Sitting beside my nana's fire, drinking peppermint tea and reading Algernon Blackwood (and somehow I'm still available, ladies and others!) an odd thought occurred to me: this music, for all its theatrical artifice, acts oddly like folk music in at least one respect: as a stream for others to reinterpret, to purloin its form and replace its essence with irony or spite or transmogrify into fantastic shapes while remaining essentially unharmed. It is an undiluted version of that mixture of extravagantly exhausted sighs and crumbling grandeur that powers Follies and certain of Stephin Merritt's finest tunes ("Busby Berkeley Dreams," "I've Got New York.") That beyond there once existed another, purer aesthetic distillation or semi-conscious formulation that the performances of Jelena themselves draw from is also undeniable, though the source is by definition effervescent and now unknowable, if it wasn't a conscious put-on or myth itself. Holy fuck, I'm a pretentious dick.

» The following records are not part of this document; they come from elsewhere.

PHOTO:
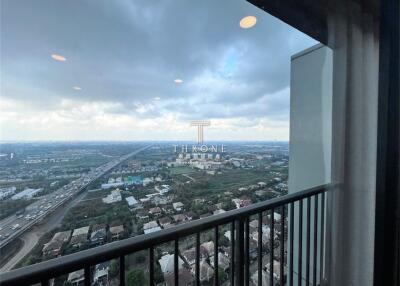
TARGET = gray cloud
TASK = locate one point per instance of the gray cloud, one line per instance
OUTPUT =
(129, 52)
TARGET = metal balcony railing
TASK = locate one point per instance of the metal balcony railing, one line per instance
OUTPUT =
(306, 270)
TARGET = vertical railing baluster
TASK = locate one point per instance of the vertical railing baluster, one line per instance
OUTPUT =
(300, 258)
(232, 269)
(151, 266)
(308, 241)
(197, 272)
(216, 237)
(87, 275)
(291, 244)
(321, 263)
(239, 252)
(176, 261)
(122, 270)
(282, 246)
(271, 248)
(315, 240)
(247, 248)
(259, 256)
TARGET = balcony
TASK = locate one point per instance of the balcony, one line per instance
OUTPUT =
(293, 264)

Seriously, what went wrong to allow me to believe that this sort of dribble is ever acceptable? Fuck that.

But not the album. It is super-excellent. Perhaps even good enough that the audience (all one of you) will forgive the magnitude of my intense stupidity.


(And while I obviously hate all musicians and labels and totally oppose spending money on CDs, apparently you can get this new on Amazon for seven bucks, so definitely do so if you're so inclined.)